You are viewing a plain text version of this content. The canonical link for it is here.
Posted to commits@spark.apache.org by gu...@apache.org on 2018/01/24 12:19:13 UTC
spark git commit: [SPARK-23148][SQL] Allow pathnames with special
characters for CSV / JSON / text
Repository: spark
Updated Branches:
refs/heads/master 7af1a325d -> de36f65d3
[SPARK-23148][SQL] Allow pathnames with special characters for CSV / JSON / text
…JSON / text
## What changes were proposed in this pull request?

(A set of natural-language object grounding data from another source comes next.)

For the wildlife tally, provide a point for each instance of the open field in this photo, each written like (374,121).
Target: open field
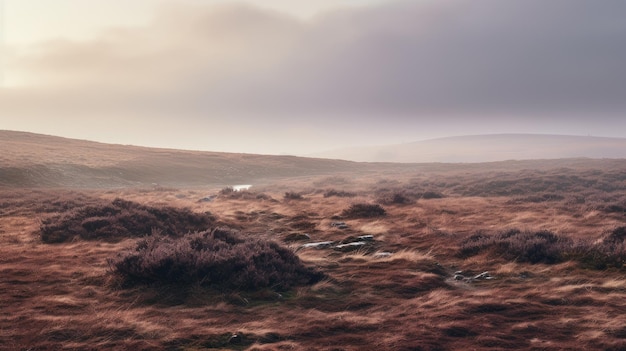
(415,284)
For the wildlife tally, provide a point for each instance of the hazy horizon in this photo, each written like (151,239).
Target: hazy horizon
(302,77)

Fix for JSON and CSV data sources when file names include characters
that would be changed by URL encoding.
## How was this patch tested?
New unit tests for JSON, CSV and text suites
Author: Henry Robinson <he...@cloudera.com>
Closes #20355 from henryr/spark-23148.
Project: http://git-wip-us.apache.org/repos/asf/spark/repo
Commit: http://git-wip-us.apache.org/repos/asf/spark/commit/de36f65d
Tree: http://git-wip-us.apache.org/repos/asf/spark/tree/de36f65d
Diff: http://git-wip-us.apache.org/repos/asf/spark/diff/de36f65d
Branch: refs/heads/master
Commit: de36f65d3a819c00d6bf6979deef46c824203669
Parents: 7af1a32
Author: Henry Robinson <he...@cloudera.com>
Authored: Wed Jan 24 21:19:09 2018 +0900
Committer: hyukjinkwon <gu...@gmail.com>
Committed: Wed Jan 24 21:19:09 2018 +0900
----------------------------------------------------------------------
.../sql/execution/datasources/CodecStreams.scala | 6 +++---
.../execution/datasources/csv/CSVDataSource.scala | 11 ++++++-----
.../datasources/json/JsonDataSource.scala | 10 ++++++----
.../spark/sql/FileBasedDataSourceSuite.scala | 18 ++++++++++++++++--
4 files changed, 31 insertions(+), 14 deletions(-)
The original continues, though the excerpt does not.